“Putusan MK pada dasarnya bersifat final dan langsung memperoleh kekuatan hukum tetap sejak diucapkan dan tidak ada lagi upaya hukum yang dapat ditempuh. Selain bersifat final dalam putusan MK mencakup pula kekuatan hukum mengikat (final and binding) seperti yang dimaksud dalam Penjelasan Pasal 10 ayat (1) Undang-Undang Nomor 8 Tahun 2011 tentang Perubahan atas Undang-Undang Nomor 23 Tahun 2004 tentang Mahkamah Konstitusi,” ungkapnya.
Dikatakan Marcellus, wacana putusan MK dalam Perkara Nomor 90/PUU-XXI/2023 tidak sah dan dapat dibatalkan tidak memiliki dasar hukum yang jelas dan sulit dilaksanakan. Pasalnya, patut diduga malah akan menciptakan polemik hukum yang baru. MK merupakan lembaga peradilan tingkat pertama dan terakhir yang putusannya bersifat final dan mengikat.
Menurut Soedikno Mertokusumo dalam tulisannya menyebutkan pada putusan MK berlaku asas res judicata pro veritate habetur bermakna apa yang diputus hakim harus dianggap benar.
Terkait hal itu, Marcellus menegaskan dasar hukum putusan MK yang bersifat final itu adalah UUD RI tahun 1945 yang secara hierarki lebih tinggi daripada UU Kekuasaan Kehakiman. Selain itu juga ada norma hukum antara ketentuan hukum yang lebih tinggi dan lebih rendah.

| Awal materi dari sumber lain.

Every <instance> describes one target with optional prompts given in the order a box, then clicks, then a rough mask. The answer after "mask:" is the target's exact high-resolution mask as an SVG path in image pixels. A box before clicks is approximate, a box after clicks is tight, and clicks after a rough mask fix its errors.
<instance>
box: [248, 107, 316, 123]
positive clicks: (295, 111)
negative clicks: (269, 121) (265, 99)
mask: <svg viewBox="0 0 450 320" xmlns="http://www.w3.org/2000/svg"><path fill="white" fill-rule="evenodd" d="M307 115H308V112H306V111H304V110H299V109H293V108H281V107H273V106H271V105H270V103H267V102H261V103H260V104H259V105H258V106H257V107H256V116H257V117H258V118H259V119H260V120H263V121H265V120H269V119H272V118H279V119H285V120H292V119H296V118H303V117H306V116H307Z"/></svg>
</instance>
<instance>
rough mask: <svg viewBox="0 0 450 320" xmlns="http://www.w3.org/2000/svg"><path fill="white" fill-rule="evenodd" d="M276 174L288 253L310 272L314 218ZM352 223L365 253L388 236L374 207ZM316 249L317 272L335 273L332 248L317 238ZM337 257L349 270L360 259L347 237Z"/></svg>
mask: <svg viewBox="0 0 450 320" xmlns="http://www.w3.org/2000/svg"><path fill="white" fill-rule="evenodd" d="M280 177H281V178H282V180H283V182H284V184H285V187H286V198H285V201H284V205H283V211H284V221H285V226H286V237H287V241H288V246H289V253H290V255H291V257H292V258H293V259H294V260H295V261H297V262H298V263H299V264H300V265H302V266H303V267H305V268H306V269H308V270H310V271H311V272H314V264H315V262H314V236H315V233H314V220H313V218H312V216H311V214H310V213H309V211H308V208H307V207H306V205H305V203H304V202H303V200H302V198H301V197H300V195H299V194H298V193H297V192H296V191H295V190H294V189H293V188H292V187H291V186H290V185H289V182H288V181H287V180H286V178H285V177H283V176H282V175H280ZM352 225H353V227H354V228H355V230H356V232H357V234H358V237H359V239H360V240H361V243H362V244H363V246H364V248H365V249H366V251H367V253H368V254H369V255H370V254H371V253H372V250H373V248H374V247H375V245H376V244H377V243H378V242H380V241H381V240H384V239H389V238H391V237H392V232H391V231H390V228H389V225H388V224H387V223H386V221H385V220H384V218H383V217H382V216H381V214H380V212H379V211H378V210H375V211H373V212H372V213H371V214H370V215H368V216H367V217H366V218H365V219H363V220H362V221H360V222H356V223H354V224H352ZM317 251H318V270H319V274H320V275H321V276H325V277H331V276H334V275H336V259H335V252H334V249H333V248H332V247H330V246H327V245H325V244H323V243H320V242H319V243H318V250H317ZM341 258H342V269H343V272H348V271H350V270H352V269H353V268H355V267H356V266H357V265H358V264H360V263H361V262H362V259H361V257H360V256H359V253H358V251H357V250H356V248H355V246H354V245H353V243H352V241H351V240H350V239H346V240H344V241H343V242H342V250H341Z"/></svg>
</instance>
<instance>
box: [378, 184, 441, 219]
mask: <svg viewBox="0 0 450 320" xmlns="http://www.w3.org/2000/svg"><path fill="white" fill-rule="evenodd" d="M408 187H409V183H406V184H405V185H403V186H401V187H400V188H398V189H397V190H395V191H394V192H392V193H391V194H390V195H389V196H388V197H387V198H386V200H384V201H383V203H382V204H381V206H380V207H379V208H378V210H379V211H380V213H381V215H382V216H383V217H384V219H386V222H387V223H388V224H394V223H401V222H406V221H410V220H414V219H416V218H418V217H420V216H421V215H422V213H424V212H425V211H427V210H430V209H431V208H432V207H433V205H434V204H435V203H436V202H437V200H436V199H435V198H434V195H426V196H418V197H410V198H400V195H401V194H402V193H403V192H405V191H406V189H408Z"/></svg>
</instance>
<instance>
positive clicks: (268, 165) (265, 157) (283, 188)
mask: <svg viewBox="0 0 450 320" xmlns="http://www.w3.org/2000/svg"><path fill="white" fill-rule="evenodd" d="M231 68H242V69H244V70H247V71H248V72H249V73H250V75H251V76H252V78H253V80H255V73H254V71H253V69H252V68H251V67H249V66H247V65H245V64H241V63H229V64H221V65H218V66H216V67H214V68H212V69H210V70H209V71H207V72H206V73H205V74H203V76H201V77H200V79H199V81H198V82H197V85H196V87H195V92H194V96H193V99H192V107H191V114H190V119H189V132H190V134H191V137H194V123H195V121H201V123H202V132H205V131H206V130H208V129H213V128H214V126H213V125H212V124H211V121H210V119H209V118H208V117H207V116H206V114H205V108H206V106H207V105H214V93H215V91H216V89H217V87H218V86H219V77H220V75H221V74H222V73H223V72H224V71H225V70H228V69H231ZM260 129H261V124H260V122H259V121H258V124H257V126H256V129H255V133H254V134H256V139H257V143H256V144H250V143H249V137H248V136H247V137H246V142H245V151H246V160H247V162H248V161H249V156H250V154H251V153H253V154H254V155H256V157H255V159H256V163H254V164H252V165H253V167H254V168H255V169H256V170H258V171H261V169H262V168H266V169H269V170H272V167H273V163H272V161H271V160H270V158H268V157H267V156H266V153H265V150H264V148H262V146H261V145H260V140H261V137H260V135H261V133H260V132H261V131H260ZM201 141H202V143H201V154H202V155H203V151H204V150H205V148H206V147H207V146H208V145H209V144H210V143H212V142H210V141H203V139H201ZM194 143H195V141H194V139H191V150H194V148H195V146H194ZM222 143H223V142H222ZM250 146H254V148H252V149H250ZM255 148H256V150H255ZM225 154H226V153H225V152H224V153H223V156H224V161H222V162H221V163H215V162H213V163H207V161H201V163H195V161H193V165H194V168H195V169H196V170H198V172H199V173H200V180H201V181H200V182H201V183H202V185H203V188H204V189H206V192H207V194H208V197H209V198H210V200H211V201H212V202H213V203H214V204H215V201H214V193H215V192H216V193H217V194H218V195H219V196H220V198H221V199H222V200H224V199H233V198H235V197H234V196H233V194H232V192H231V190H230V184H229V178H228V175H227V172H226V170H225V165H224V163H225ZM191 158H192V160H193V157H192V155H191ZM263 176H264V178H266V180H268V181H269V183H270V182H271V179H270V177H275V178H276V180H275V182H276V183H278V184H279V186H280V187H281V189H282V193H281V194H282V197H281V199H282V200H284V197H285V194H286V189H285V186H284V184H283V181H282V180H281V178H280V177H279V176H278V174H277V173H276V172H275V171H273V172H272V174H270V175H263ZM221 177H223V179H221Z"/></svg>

Jadi, kata dia, putusan MK tersebut tidak dapat dibatalkan atau tidak sah. Sebab putusan MK yang bersifat final yang mengadili pada tingkat pertama dan terakhir, tercantum di dalam konstitusi dan secara konsisten diatur di dalam UU MK dan perubahannya serta peraturan pelaksananya.

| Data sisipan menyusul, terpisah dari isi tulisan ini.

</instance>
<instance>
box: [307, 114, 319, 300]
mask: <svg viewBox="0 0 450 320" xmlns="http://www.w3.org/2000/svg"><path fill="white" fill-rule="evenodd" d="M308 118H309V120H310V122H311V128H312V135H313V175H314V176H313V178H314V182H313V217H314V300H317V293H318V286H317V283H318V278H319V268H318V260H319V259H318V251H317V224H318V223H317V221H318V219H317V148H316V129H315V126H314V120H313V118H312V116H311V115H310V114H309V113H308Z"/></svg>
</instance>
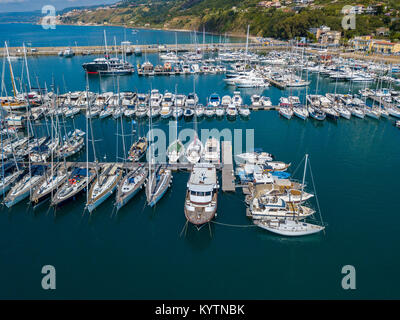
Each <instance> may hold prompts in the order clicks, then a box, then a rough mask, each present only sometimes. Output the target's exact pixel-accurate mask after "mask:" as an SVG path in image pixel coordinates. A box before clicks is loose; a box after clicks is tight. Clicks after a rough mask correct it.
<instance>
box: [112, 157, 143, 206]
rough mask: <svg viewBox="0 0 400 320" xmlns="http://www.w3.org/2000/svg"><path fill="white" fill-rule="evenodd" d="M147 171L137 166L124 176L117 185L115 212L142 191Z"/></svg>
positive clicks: (115, 202)
mask: <svg viewBox="0 0 400 320" xmlns="http://www.w3.org/2000/svg"><path fill="white" fill-rule="evenodd" d="M147 175H148V169H147V167H146V166H144V165H141V164H139V166H138V167H137V168H135V169H133V170H131V171H130V172H128V173H127V174H126V176H125V177H124V178H123V179H122V180H121V181H120V183H119V185H118V190H117V195H116V202H115V207H116V209H117V211H118V210H119V209H121V208H122V207H123V206H124V205H126V204H127V203H128V202H129V201H130V200H131V199H132V198H133V197H134V196H135V195H136V194H137V193H138V192H139V190H141V189H142V187H143V185H144V183H145V182H146V179H147Z"/></svg>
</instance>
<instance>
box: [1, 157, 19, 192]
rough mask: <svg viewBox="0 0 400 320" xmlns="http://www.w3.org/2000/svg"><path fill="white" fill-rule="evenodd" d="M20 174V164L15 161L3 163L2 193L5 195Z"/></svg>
mask: <svg viewBox="0 0 400 320" xmlns="http://www.w3.org/2000/svg"><path fill="white" fill-rule="evenodd" d="M20 174H21V171H20V168H19V164H18V163H16V162H15V161H7V162H6V163H3V165H2V173H1V180H0V192H1V195H5V194H6V193H7V192H8V191H9V190H10V189H11V186H12V185H13V184H14V183H15V182H16V181H17V179H18V177H19V176H20Z"/></svg>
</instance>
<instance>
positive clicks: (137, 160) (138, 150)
mask: <svg viewBox="0 0 400 320" xmlns="http://www.w3.org/2000/svg"><path fill="white" fill-rule="evenodd" d="M148 146H149V144H148V140H147V138H146V137H139V139H138V140H137V141H135V142H134V143H133V144H132V146H131V148H130V149H129V157H128V160H129V161H134V162H137V161H139V160H140V159H141V158H142V157H143V156H144V155H145V153H146V151H147V148H148Z"/></svg>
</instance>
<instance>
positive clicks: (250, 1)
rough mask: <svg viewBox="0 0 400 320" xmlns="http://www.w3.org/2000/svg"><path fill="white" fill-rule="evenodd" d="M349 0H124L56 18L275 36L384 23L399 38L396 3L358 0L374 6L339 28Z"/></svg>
mask: <svg viewBox="0 0 400 320" xmlns="http://www.w3.org/2000/svg"><path fill="white" fill-rule="evenodd" d="M275 1H277V0H275ZM264 2H266V1H264ZM352 3H354V2H353V1H348V0H336V1H327V0H315V1H313V2H311V3H308V4H306V5H298V4H295V3H294V1H284V0H282V1H281V2H280V5H281V7H279V8H277V7H269V8H267V7H265V6H261V5H260V1H259V0H125V1H121V2H119V3H117V4H116V5H114V6H111V7H107V8H98V9H84V10H75V11H73V12H68V13H66V14H63V15H62V16H61V18H60V21H61V22H62V23H66V24H76V23H80V24H89V23H90V24H114V25H125V26H128V27H153V28H166V29H188V30H193V29H198V30H202V29H203V28H205V30H206V31H209V32H218V33H223V32H234V33H242V34H244V33H245V30H246V27H247V25H248V24H250V32H251V34H252V35H256V36H264V37H275V38H281V39H291V38H294V37H304V36H310V34H309V33H308V31H307V30H308V29H309V28H311V27H318V26H320V25H327V26H329V27H331V29H333V30H340V31H343V36H344V38H350V37H352V36H354V35H364V34H370V33H373V32H375V30H376V29H377V28H378V27H388V28H390V32H389V37H390V38H391V39H393V40H394V39H400V22H399V17H400V2H399V1H397V0H387V1H383V2H382V1H374V0H365V1H359V2H358V4H362V5H364V6H365V7H368V6H371V7H374V8H375V11H376V12H374V13H369V14H360V15H357V17H356V18H357V20H356V29H355V30H348V31H345V30H343V29H342V27H341V20H342V17H343V14H342V13H341V10H342V8H343V6H344V5H346V4H347V5H348V4H352ZM378 4H382V5H378ZM377 5H378V6H377Z"/></svg>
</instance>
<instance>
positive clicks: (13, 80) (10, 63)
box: [4, 41, 17, 97]
mask: <svg viewBox="0 0 400 320" xmlns="http://www.w3.org/2000/svg"><path fill="white" fill-rule="evenodd" d="M4 45H5V48H6V53H7V61H8V65H9V67H10V76H11V83H12V86H13V92H14V97H16V96H17V87H16V85H15V79H14V72H13V70H12V66H11V59H10V53H9V52H8V46H7V41H6V42H4Z"/></svg>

“Apabila dari sidang MKMK kemudian disimpulkan ada pelanggaran kode etik ataupun tindak pidana oleh para hakim konstitusi, maka hanya akan berdampak pada diri hakim yang bersangkutan, yaitu diberhentikan tidak dengan hormat seperti dituangkan dalam Pasal 23 ayat (2) huruf h Undang-Undang Nomor 7 Tahun 2020 tentang Perubahan Ketiga atas Undang-Undang Nomor 2 Tahun 2003 tentang Mahkamah Konstitusi,” tegas Marcellus.